David A. Brown and Konrad Oberhuber, in 1978, defined the iconography of the nude Gioconda “the last great pictorial invention of Leonardo”.

From today until May 19 and then again from next October, the nude Gioconda is exhibited in the Museo Ideale Leonardo Da Vinci, with a series of historical, artistic and scientific innovations.

Today, the results of new research that led to a sensational discovery are presented. “Our scientific examinations – explained Maurizio Seracini of Editech – have shown that in this painting there are the dots for the carry-out corresponding exactly to those of the Carton of the Condè Museum of Chantilly, now attributed to Leonardo himself and his atelier”.

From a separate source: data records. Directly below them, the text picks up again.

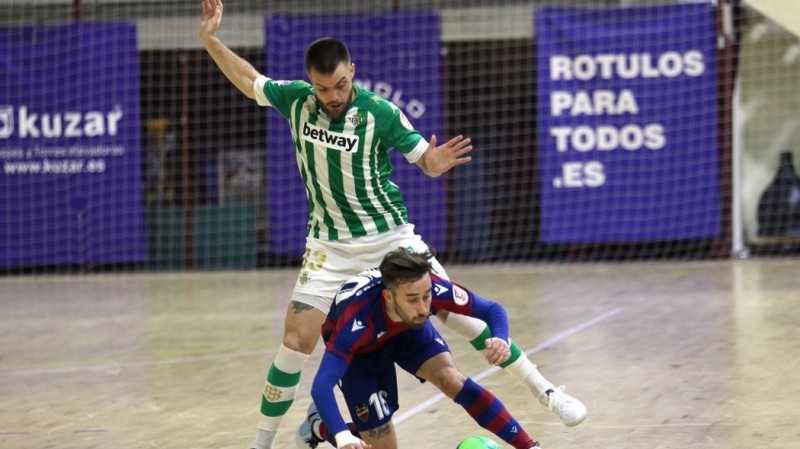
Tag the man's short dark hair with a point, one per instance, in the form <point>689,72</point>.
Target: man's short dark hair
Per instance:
<point>400,266</point>
<point>325,54</point>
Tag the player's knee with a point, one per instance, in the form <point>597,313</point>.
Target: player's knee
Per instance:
<point>449,380</point>
<point>300,341</point>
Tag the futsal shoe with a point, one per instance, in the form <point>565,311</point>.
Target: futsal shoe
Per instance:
<point>568,409</point>
<point>305,438</point>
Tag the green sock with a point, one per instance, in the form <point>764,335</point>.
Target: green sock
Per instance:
<point>478,343</point>
<point>278,392</point>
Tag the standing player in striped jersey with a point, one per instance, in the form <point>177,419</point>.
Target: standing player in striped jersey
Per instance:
<point>343,135</point>
<point>380,318</point>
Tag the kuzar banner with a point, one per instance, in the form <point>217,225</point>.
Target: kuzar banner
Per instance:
<point>69,145</point>
<point>397,56</point>
<point>627,124</point>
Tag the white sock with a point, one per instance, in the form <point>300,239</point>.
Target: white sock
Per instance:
<point>524,370</point>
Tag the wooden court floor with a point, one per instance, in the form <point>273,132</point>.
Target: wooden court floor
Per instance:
<point>665,355</point>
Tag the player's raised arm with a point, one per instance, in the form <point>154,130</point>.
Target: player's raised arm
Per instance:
<point>438,160</point>
<point>240,72</point>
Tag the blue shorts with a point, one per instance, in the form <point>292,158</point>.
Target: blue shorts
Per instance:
<point>369,385</point>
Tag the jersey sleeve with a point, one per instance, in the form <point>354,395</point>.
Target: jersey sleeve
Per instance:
<point>454,298</point>
<point>398,132</point>
<point>279,94</point>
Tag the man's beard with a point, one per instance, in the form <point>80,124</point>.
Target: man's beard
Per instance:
<point>339,113</point>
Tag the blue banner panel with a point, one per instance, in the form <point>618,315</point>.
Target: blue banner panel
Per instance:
<point>397,55</point>
<point>627,124</point>
<point>69,145</point>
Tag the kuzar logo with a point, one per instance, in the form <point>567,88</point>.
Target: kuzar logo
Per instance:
<point>6,121</point>
<point>30,124</point>
<point>337,141</point>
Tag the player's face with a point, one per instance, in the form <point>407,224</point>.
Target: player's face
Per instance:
<point>334,90</point>
<point>412,301</point>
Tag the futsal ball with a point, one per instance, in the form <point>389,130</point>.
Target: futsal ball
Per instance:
<point>478,442</point>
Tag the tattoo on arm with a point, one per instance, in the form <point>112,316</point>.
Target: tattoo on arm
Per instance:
<point>298,307</point>
<point>380,432</point>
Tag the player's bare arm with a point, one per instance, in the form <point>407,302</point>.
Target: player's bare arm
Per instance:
<point>497,351</point>
<point>438,160</point>
<point>240,72</point>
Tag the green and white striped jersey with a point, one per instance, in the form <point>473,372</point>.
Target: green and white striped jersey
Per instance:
<point>345,163</point>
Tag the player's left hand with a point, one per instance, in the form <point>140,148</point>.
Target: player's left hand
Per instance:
<point>497,351</point>
<point>439,159</point>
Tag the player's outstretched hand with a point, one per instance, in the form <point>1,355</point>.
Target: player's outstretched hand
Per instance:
<point>211,18</point>
<point>360,445</point>
<point>440,159</point>
<point>497,351</point>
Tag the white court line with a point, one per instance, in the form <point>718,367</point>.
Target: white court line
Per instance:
<point>488,372</point>
<point>116,366</point>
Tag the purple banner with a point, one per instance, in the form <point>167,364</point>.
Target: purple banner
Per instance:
<point>69,145</point>
<point>627,124</point>
<point>397,55</point>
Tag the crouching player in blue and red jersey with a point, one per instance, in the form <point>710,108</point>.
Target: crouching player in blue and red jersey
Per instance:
<point>380,318</point>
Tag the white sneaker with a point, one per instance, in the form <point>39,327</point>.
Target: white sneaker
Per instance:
<point>305,438</point>
<point>570,410</point>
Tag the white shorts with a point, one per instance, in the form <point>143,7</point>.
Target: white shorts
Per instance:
<point>328,264</point>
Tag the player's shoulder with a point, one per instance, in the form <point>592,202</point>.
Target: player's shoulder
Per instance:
<point>361,285</point>
<point>296,87</point>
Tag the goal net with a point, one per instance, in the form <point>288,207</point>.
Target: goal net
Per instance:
<point>602,130</point>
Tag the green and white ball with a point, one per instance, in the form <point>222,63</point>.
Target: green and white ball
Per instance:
<point>478,442</point>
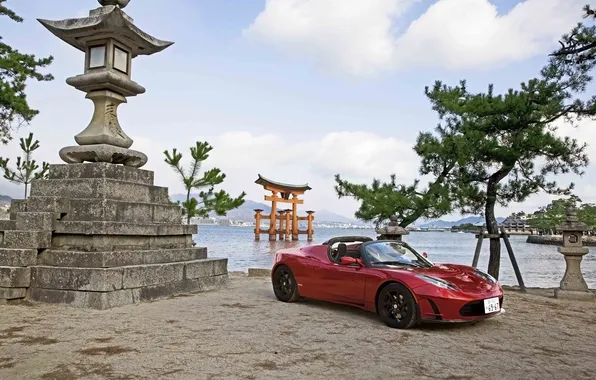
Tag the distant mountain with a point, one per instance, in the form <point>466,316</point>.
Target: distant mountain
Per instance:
<point>246,213</point>
<point>448,224</point>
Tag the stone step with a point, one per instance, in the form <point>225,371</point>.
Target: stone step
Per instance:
<point>6,225</point>
<point>12,293</point>
<point>13,277</point>
<point>27,239</point>
<point>99,188</point>
<point>35,221</point>
<point>106,210</point>
<point>101,170</point>
<point>10,257</point>
<point>118,298</point>
<point>119,228</point>
<point>94,243</point>
<point>111,259</point>
<point>127,277</point>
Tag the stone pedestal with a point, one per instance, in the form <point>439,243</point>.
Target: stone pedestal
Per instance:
<point>98,235</point>
<point>573,285</point>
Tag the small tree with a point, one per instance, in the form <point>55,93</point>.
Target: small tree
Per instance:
<point>15,69</point>
<point>507,146</point>
<point>210,201</point>
<point>27,168</point>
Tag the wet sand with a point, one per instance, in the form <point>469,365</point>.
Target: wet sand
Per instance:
<point>244,333</point>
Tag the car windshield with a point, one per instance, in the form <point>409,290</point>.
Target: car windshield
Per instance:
<point>394,253</point>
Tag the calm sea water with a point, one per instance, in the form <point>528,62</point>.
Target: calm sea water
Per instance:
<point>541,265</point>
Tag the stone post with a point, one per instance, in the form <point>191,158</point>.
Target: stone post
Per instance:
<point>573,285</point>
<point>392,231</point>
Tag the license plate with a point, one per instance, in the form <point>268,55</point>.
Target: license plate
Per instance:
<point>491,305</point>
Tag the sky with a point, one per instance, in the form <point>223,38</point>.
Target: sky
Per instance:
<point>296,90</point>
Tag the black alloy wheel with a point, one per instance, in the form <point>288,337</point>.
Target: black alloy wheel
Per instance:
<point>284,284</point>
<point>396,306</point>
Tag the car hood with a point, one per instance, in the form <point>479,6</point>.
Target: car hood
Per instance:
<point>462,276</point>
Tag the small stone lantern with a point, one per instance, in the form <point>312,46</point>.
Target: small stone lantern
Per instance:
<point>573,285</point>
<point>391,231</point>
<point>110,41</point>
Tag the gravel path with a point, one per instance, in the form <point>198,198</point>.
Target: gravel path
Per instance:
<point>244,333</point>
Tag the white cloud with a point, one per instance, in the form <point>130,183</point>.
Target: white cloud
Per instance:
<point>359,37</point>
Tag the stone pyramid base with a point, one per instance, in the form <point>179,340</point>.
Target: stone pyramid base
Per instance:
<point>100,236</point>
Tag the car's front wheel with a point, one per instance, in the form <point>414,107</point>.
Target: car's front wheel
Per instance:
<point>397,306</point>
<point>284,284</point>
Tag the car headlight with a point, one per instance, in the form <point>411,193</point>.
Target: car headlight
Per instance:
<point>437,282</point>
<point>485,276</point>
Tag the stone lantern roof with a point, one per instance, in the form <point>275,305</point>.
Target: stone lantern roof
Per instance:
<point>108,21</point>
<point>572,222</point>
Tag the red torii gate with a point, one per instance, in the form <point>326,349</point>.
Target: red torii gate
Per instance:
<point>283,193</point>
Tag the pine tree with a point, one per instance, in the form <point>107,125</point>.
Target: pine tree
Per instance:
<point>15,69</point>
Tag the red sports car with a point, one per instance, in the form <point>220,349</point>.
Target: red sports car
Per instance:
<point>386,277</point>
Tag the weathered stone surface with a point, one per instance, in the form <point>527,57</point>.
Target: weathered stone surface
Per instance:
<point>99,188</point>
<point>12,277</point>
<point>150,293</point>
<point>206,268</point>
<point>17,257</point>
<point>27,239</point>
<point>35,221</point>
<point>89,279</point>
<point>88,300</point>
<point>95,243</point>
<point>110,259</point>
<point>16,206</point>
<point>121,228</point>
<point>101,170</point>
<point>152,274</point>
<point>259,272</point>
<point>12,293</point>
<point>6,225</point>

From June 1 the Gioconda Nuda of the Museo Ideale (Italy) will be exhibited right in the Condé Museum (France) next to the design that gave it origin, along with another famous and prestigious version: that of the Museum of Hermitage of St. Petersburg, formerly attributed to Leonardo and now predominantly to Salai.

This version of the Museo Ideale had also in the past been called “Portrait of a naked woman by Leonardo da Vinci”.

Recently it has been exhibited from Miami to Tokyo (as a work attributed to the favorite student Salai, based on the master’s ideation, datable to the years 1513-1517). Recent investigations open further study perspectives.